It seems that parenting usually throws things at me before I feel my daughter should have to deal with them. Last year it was outright racism. This year, a little friend of hers started preaching fire and brimstone. It worried my six-year-old, because she had never heard of the concept of hell before.
We are Unitarian-Universalist. The Unitarian Church merged with the Universalist church back in the 60s, and their philosophies and teachings are very similar. Our combined denominations claim a lot of very important people: John Adams, Florence Nightingale, Louisa May Alcott, Emerson, Thoreau, Clara Barton, Charles Darwin, Joseph Priestly, Susan B. Anthony, Alexander Graham Bell, and many more.
I generally refer to myself as a Unitarian, because it is easier to say than Unitarian-Universalist. But I take both parts of my chosen faith in equal doses. The Unitarian part means that I recognize that all divinity are part of the same. The Universalist part means we’re all on the same journey, although walking separate paths.
As Meg Barnhouse, one of our living minister/writers puts this last part, “we’re the no hell church.”
Yep, No Hell.
But how do you explain that to a six year old?

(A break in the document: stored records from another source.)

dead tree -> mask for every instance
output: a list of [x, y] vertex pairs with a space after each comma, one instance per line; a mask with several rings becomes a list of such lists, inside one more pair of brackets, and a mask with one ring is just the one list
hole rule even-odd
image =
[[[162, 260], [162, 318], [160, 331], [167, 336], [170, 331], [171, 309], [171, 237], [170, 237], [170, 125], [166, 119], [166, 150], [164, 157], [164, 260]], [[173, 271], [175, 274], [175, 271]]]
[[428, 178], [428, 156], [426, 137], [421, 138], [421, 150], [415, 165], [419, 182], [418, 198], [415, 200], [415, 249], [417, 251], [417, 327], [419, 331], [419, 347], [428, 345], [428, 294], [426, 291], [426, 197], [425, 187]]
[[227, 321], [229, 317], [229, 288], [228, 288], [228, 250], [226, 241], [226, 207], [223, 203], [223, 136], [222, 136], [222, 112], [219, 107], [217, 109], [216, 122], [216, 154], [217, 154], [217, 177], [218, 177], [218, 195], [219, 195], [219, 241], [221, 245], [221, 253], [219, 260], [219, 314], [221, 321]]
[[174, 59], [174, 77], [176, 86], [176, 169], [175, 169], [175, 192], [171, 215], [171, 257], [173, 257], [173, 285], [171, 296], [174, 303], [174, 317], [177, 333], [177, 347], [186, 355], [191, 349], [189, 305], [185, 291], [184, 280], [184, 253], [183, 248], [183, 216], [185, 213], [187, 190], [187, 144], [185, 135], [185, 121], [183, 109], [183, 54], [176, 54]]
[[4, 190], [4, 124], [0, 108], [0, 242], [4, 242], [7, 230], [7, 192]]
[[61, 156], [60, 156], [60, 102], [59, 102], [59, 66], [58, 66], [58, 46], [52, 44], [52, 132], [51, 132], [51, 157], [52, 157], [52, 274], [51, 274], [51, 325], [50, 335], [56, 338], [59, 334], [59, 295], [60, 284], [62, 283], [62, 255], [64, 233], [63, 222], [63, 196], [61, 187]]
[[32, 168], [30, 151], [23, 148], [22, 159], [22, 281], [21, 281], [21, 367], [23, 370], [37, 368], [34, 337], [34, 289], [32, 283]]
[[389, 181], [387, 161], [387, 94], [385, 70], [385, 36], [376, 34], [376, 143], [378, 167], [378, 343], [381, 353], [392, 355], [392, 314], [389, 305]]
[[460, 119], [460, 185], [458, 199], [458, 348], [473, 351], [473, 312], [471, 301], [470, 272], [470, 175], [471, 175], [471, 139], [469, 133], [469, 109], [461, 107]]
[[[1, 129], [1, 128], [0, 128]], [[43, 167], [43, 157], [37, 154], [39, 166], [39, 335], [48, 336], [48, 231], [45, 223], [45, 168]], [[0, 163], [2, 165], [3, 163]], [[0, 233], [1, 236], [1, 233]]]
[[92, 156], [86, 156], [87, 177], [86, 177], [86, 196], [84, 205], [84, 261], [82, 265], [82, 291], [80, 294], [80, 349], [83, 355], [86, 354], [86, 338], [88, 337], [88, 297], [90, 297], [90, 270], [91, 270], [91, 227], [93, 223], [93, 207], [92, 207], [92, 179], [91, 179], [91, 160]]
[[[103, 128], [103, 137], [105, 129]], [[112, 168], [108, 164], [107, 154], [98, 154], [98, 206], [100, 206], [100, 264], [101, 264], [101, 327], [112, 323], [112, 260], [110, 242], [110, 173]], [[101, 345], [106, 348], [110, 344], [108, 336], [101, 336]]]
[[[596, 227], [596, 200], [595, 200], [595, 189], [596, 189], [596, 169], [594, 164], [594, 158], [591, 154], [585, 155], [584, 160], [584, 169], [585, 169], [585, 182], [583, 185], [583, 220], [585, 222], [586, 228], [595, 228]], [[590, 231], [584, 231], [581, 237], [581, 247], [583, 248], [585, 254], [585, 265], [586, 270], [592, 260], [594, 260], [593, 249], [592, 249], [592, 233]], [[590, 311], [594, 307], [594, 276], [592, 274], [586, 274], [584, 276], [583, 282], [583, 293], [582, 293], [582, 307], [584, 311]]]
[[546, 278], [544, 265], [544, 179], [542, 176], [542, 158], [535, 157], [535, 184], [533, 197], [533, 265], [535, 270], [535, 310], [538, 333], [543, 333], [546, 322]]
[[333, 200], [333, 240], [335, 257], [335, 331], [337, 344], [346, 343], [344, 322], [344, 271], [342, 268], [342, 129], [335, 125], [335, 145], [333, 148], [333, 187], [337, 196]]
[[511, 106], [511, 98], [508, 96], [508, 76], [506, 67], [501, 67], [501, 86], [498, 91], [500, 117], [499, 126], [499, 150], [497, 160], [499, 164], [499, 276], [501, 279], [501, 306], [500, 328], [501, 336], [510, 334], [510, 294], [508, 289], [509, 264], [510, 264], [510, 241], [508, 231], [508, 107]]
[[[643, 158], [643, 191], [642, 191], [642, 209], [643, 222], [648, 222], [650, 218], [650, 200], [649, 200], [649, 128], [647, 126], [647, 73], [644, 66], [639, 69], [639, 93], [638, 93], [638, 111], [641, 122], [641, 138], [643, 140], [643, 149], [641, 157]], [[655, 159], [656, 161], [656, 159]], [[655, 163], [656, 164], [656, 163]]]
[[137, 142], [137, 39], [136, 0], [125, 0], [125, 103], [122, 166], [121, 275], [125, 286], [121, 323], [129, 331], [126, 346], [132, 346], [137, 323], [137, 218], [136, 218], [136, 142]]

I have to confess that my first attempt was an utter failure, going completely over my daughter’s head. After all, how do you explain something you don’t believe in, without condemning those who do?
Talking it over with a friend of mine, whose church believes that heaven and hell are states of spirit, didn’t give me any better angle to approach it.
Luckily, my church has an awesome Director of Religious Education, who happens to be a parent as well. His answers to my question was to explain it in terms of internal versus external rewards and punishments.
I’m still not sure that my daughter understands, but we will have the conversation again in a few years.
It’s a hard line to walk, instilling our beliefs without condemning those of others. But then, who ever said that parenting was easy?